Die Finalisten des Deutschen Buchpreises 2014 , Teil 17

Claudia Schulmerich

München (Weltexpresso) – Thomas Hettche ist ein arrivierter Romanautor. Das ist nichts Schlimmes, sondern erfreulich! Daß er 1964 in Hessen, am Rande des Vogelsbergs geboren wurde, auch. Hettche hat sich etwas Bodenständiges, Unaufgeregtes bewahrt. Und daß er gerade für seinen Roman den Wilhelm-Raabe-Preis der Stadt Braunschweig erhalten hat, finden wir auch gut.

 

Wenn mit der PFAUENINSEL schon der zweite Inselroman (mit London/England als Standort bei Gertrud Leutenegger sogar drei Inseln!) von sechs ausgewählten Romanen vorliegt, muß man sich keine Gedanken machen. Denn anders als Ed und Kruso in KRUSO, die wirklich auf die Insel flüchten, steht hier die Insel selbst, die Pfaueninsel, im Mittelpunkt, deren Geschichte und Leben im frühen 19. Jahrhundert wir hier nachleben. Denn als historischen Roman legt Thomas Hettche diese Pfaueninsel als ein künstliches Paradies an, das für die Kommenden zu einem Sehnsuchtsort wird.

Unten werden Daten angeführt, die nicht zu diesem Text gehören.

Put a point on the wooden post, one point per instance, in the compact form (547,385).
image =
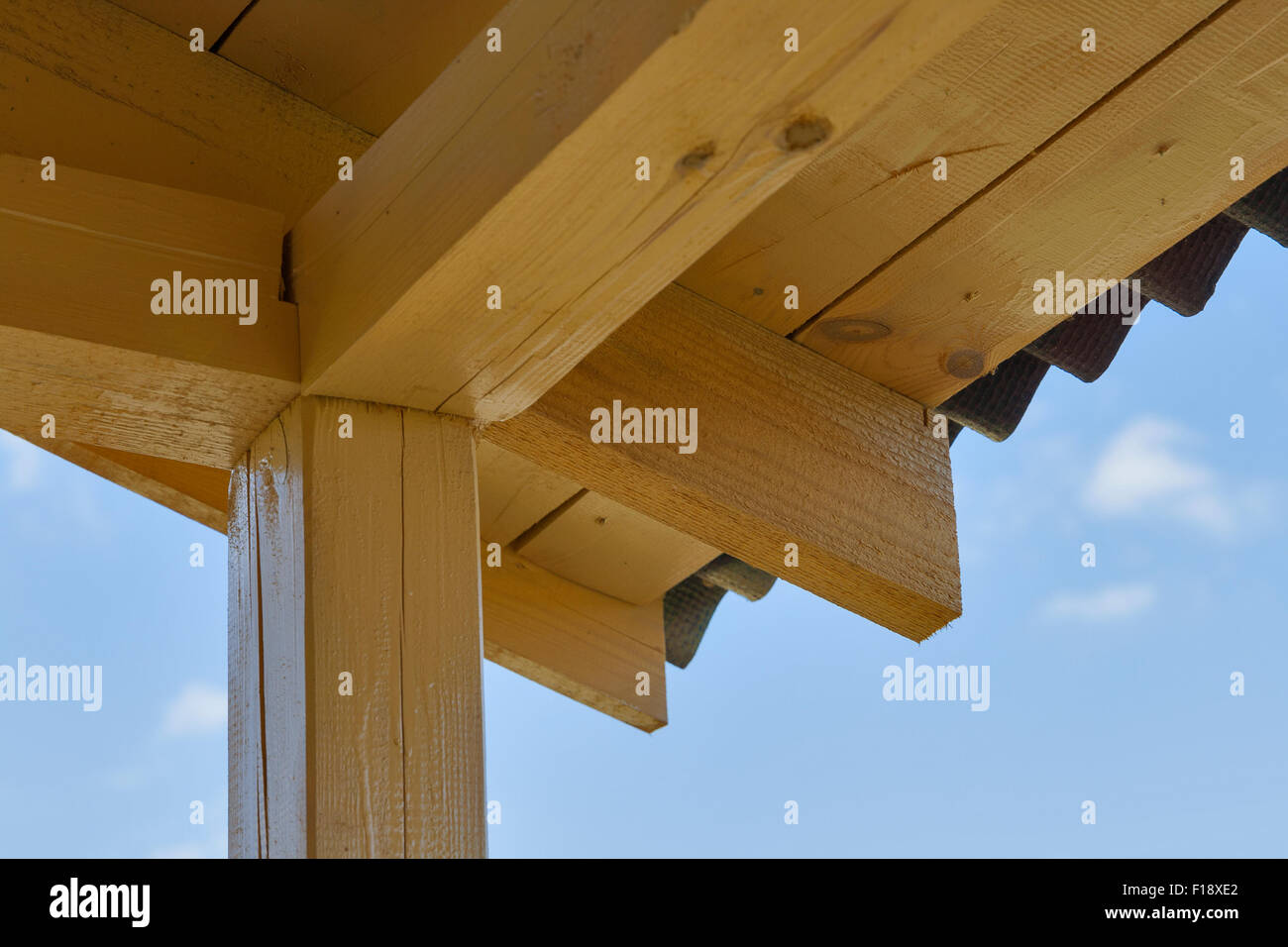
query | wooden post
(355,641)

Daß sich dies übrigens das letzte Mal mit großer Sause die Nationalsozialisten zu eigen machten, die hier den Erfolg der Olympischen Spiele feierten (haben das die DDR-Oberen auf der Pfaueninsel gemieden?), zeigt ja nur, daß Hettche eine durchaus notwendige Geschichtslektion auf poetische Weise erteilt. Denn die eigene Geschichte zu vergessen, ist so ziemlich das Dümmste, was sich eine Bevölkerung leisten kann. Wir als in Westdeutschland Aufgewachsene, wennschon in Berlin geboren, kannten das alles nicht und verstehen nun die Pfaueninsel als Sehnsuchtsort für die Dortigen.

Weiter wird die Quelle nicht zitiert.